Ringfort (Rath), Corkagh Beg, Co. Sligo
Co. Sligo |
Ringforts
When the first Ordnance Survey teams mapped this part of Sligo in 1837, they did not record this ringfort at all.
It was simply not on the map, which raises a quiet question about how thoroughly early surveyors read the landscape, and how easily an earthwork can become invisible when it has been absorbed into the working fabric of a farm.

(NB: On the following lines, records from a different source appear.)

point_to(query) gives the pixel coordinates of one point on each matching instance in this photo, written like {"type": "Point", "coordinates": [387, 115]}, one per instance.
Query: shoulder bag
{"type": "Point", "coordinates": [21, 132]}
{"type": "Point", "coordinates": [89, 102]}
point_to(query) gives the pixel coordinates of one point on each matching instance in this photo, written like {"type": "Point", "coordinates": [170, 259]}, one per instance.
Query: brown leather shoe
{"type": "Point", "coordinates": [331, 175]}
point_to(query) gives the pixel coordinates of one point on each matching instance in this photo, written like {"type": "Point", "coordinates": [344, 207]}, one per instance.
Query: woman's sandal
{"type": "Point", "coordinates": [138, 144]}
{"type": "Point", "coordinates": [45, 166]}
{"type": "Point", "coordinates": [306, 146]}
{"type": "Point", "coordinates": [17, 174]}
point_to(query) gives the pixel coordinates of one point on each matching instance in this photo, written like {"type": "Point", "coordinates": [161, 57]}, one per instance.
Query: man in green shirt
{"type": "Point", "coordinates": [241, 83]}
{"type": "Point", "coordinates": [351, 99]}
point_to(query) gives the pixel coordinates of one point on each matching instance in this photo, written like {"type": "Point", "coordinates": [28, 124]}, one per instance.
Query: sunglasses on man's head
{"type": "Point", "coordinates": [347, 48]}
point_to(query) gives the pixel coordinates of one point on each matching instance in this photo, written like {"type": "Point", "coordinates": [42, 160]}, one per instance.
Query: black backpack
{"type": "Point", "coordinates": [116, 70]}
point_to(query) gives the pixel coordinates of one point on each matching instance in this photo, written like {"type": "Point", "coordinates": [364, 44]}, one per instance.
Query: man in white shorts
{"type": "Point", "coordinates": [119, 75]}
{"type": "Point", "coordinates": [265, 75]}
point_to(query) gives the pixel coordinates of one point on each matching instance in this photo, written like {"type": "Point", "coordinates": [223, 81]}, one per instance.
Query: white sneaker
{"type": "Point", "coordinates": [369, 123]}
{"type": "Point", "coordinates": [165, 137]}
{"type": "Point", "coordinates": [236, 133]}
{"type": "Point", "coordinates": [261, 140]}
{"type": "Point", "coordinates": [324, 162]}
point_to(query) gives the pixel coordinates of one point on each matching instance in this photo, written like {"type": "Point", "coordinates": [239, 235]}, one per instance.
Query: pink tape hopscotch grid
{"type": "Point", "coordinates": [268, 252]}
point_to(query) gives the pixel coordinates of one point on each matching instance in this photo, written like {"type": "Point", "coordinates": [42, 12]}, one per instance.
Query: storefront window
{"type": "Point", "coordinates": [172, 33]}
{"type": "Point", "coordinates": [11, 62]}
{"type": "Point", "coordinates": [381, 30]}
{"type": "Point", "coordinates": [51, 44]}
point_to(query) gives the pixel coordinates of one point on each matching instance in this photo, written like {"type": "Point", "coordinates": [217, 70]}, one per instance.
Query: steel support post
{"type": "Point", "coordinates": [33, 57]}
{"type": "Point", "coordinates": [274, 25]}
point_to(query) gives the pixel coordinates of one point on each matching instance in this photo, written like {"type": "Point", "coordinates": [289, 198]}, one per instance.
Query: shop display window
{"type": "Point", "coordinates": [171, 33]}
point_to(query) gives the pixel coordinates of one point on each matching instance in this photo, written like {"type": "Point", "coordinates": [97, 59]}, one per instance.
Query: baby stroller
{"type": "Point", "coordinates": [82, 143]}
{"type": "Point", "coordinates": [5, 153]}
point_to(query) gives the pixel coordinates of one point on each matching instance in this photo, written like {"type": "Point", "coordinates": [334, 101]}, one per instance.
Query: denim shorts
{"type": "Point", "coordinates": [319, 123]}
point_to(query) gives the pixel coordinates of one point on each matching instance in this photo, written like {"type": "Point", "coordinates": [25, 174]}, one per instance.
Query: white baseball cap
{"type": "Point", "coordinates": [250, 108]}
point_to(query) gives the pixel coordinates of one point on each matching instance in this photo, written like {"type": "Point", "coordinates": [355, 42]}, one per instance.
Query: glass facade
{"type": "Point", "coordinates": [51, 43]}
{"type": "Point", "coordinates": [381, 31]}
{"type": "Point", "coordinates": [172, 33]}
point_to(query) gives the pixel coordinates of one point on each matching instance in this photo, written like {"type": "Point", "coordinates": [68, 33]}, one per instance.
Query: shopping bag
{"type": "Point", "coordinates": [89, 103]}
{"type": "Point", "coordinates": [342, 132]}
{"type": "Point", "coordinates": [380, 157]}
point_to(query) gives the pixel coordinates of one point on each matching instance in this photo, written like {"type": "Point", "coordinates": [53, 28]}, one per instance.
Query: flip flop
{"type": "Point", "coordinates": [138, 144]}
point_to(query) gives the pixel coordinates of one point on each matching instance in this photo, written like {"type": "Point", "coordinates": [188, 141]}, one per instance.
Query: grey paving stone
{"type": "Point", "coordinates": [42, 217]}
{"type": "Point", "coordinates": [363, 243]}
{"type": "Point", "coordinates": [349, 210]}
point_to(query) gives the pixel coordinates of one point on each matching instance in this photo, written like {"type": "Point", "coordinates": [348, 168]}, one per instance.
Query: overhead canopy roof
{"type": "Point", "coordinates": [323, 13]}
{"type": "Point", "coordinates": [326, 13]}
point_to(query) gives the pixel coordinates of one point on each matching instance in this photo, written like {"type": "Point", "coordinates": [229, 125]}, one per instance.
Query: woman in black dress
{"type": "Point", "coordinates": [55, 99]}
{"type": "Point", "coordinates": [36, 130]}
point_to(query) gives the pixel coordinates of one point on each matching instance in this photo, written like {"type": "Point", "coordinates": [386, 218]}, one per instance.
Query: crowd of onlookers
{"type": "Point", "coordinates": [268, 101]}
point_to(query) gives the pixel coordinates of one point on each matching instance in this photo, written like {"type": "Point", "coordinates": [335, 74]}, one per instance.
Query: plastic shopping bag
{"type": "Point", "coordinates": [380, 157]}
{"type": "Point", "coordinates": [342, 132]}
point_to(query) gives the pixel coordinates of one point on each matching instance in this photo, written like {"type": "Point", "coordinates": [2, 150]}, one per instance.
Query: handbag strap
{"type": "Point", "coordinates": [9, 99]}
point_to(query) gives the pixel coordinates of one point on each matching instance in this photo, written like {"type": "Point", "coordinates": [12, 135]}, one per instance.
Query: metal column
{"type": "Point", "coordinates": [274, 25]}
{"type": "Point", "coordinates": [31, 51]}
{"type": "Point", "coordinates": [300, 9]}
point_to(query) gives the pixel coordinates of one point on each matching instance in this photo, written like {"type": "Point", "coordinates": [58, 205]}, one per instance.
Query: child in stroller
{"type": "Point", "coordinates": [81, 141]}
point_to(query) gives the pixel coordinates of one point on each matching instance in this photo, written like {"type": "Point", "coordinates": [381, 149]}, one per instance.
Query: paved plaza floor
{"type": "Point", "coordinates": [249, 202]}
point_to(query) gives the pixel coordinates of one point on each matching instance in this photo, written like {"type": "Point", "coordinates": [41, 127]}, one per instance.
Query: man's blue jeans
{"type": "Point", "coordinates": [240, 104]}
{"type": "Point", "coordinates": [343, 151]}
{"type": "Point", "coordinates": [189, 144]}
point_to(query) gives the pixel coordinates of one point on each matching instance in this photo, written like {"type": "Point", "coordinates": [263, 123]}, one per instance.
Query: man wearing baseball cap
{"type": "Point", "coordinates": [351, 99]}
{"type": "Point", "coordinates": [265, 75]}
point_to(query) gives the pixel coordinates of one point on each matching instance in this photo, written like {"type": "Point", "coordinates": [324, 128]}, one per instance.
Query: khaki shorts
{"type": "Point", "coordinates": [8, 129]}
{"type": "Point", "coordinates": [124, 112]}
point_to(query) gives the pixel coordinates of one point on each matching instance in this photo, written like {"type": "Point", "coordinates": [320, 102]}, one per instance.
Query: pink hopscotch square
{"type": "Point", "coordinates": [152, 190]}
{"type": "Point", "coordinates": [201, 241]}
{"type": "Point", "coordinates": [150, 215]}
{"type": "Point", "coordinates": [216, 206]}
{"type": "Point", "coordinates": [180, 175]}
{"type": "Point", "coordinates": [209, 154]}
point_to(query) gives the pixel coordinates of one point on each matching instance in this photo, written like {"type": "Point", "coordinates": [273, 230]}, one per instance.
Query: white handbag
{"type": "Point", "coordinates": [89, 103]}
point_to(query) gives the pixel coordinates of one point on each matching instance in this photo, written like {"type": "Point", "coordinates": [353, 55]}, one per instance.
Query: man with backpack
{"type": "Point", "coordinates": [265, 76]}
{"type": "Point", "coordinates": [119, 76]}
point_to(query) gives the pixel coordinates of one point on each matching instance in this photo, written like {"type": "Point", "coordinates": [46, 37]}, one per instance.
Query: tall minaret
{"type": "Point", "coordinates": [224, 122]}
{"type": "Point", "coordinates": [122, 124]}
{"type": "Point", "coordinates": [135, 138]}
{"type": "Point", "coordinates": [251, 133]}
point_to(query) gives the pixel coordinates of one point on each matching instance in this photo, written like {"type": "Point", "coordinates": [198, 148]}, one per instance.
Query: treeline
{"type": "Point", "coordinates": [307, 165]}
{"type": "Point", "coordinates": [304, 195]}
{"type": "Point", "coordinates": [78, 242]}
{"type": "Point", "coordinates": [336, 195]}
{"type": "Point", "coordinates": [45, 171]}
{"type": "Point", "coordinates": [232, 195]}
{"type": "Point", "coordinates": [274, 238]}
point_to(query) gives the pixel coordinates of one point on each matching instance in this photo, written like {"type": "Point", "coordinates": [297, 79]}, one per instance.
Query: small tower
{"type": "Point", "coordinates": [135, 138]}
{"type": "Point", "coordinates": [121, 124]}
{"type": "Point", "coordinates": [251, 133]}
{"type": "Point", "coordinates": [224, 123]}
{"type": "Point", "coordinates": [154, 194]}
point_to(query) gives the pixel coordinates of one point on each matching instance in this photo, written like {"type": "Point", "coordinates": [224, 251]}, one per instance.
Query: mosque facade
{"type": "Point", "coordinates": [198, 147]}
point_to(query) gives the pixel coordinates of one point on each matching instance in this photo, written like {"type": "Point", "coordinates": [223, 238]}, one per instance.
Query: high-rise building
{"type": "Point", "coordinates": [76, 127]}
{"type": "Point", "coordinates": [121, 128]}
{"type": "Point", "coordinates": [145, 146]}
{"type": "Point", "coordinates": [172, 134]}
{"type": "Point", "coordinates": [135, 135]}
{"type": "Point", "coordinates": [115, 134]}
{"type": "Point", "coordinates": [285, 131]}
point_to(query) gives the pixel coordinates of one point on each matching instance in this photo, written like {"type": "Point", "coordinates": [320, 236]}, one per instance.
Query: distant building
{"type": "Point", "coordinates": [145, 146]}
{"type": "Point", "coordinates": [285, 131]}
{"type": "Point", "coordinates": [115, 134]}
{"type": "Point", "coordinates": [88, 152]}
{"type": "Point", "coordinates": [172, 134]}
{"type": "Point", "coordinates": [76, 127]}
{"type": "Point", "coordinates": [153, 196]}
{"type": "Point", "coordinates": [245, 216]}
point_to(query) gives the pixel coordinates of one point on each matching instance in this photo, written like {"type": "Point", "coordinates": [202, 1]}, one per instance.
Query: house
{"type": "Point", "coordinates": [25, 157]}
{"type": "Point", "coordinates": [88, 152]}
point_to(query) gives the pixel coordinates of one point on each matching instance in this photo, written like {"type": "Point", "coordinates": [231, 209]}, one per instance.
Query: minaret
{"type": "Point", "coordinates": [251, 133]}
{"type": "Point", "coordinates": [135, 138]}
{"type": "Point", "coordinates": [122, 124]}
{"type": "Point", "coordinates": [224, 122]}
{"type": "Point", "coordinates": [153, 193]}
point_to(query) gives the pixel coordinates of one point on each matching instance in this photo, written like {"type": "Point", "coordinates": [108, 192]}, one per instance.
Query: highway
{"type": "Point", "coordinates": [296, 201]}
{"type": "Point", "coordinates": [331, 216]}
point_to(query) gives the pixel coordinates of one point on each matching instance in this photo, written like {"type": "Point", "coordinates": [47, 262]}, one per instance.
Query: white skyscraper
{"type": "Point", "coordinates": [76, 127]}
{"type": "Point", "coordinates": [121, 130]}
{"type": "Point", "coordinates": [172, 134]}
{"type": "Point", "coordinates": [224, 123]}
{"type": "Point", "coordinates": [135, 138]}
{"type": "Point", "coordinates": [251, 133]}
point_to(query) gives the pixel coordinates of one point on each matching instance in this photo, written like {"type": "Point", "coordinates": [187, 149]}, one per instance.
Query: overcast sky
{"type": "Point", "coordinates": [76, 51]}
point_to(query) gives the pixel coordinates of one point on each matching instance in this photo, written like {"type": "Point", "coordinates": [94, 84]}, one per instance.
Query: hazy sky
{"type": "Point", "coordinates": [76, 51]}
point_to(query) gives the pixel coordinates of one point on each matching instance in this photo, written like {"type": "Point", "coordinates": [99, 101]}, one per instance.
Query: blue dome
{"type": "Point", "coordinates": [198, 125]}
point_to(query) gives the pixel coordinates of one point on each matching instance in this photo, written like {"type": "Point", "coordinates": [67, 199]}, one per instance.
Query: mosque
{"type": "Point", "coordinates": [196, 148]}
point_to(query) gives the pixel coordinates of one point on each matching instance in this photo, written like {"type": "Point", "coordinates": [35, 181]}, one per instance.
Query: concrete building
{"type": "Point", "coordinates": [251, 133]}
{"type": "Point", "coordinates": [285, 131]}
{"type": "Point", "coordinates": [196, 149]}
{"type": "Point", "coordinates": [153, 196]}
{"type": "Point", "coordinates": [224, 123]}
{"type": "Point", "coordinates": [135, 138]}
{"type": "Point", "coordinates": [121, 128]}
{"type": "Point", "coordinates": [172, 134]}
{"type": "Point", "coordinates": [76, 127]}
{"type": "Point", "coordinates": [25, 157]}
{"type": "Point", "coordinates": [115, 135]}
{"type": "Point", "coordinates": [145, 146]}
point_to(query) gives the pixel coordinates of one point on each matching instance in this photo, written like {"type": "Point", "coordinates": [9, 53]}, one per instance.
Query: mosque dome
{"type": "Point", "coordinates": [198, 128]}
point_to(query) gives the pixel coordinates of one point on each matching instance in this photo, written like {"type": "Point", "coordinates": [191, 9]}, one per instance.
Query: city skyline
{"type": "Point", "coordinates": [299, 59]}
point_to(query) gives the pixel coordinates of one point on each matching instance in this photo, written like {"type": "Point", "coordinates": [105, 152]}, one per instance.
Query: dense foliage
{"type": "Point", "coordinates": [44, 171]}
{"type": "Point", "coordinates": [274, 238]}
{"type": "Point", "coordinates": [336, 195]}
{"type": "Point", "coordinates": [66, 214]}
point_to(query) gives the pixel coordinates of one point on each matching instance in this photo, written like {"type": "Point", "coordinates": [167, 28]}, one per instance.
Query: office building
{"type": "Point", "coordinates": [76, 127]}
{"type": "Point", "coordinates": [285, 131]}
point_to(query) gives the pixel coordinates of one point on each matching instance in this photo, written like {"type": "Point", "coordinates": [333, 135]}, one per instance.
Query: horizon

A ringfort, or rath, is a roughly circular or oval enclosure defined by one or more earthen banks and ditches, built primarily during the early medieval period in Ireland, roughly between the fifth and twelfth centuries, as a defended farmstead or high-status residence. The Corkagh Beg example sits on an east-north-east-facing slope in hilly coastal pasture and is subrectangular rather than truly circular, measuring approximately 20.7 metres along its north-north-west to south-south-east axis and 19.5 metres across. The enclosure is defined by a scarp, essentially a sharp drop in the ground surface, which varies in height from around half a metre on the east side to 1.25 metres on the south-south-west. Along the western arc, a fosse, the ditch that would originally have accompanied the bank, remains well defined, running about 4.3 metres wide and 0.3 metres deep. A survey carried out by the Office of Public Works in 1991 noted a low earth and stone bank along the upper edge of the scarp at the south-east, but that feature has since disappeared entirely from the visible surface. The western and north-western stretch of the perimeter has been quietly consumed by a field boundary running north-north-east to south-south-west, the kind of incremental annexation that erodes earthworks over generations without any single act of demolition. No original entrance can now be identified.